According to the researchers, given different mission tasks, the most appropriate learned traversal behavior can be activated during robot operation. This is done by leveraging inverse optimal control, also commonly referred to as inverse reinforcement learning, a class of machine learning that seeks to recover a reward function given a known optimal policy.
In this case, a human demonstrates the optimal policy by driving a robot along a trajectory that best represents the behavior to be learned. These trajectory exemplars are then related to the visual terrain/object features, such as grass, roads and buildings, to learn a reward function with respect to these environment features.
“We seek to create intelligent robotic systems that reliably operate in warfighter environments, meaning the scene is highly unstructured, possibly noisy, and we need to do this given relatively little a priori knowledge of the current state of the environment,” Wigness said. “The fact that our problem statement is so different than so many other researchers allows ARL to make a huge impact in autonomous systems research. Our techniques, by the very definition of the problem, must be robust to noise and have the ability to learn with relatively small amounts of data.”
According to Wigness, this preliminary research has helped the researchers demonstrate the feasibility of quickly learning an encoding of traversal behaviors.
“As we push this research to the next level, we will begin to focus on more complex behaviors, which may require learning from more than just visual perception features,” Wigness said. “Our learning framework is flexible enough to use a priori intel that may be available about an environment. This could include information about areas that are likely visible by adversaries or areas known to have reliable communication. This additional information may be relevant for certain mission scenarios, and learning with respect to these features would enhance the intelligence of the mobile robot.”

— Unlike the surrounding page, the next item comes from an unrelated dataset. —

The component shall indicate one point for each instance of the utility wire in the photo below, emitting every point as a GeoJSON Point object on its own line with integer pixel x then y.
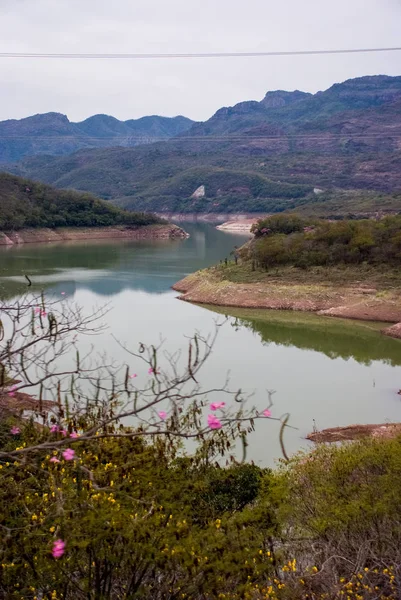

Transferring behavior learning to mobile platforms
The researchers are also exploring how this type of behavior learning transfers between different mobile platforms. Their evaluation to date has been performed with a small unmanned Clearpath Husky robot, which has a visual field of view that is relatively low to the ground.
“Transferring this technology to larger platforms will introduce new perception viewpoints and different platform maneuvering capabilities,” Wigness said. “Learning to encode behaviors that can be easily transferred between different platforms would be extremely valuable given a team of heterogeneous robots. In this case, the behavior can be learned on one platform instead of each platform individually.”
This research is funded through the Army’s Robotics Collaborative Technology Alliance, or RCTA, which brings together government, industrial and academic institutions to address research and development required to enable the deployment of future military unmanned ground vehicle systems ranging in size from man-portables to ground combat vehicles.
Ultimately, this research is crucial for the future battlefield, where Soldiers will be able to rely on robots with more confidence to assist them in executing missions.
“The capability for the Next Generation Combat Vehicle to autonomously maneuver at optempo in the battlefield of the future will enable powerful new tactics while removing risk to the Soldier,” said ARL researcher Dr. John Rogers. “If the NGCV encounters unforeseen conditions which require teleoperation, our approach could be used to learn to autonomously handle these types of conditions in the future.”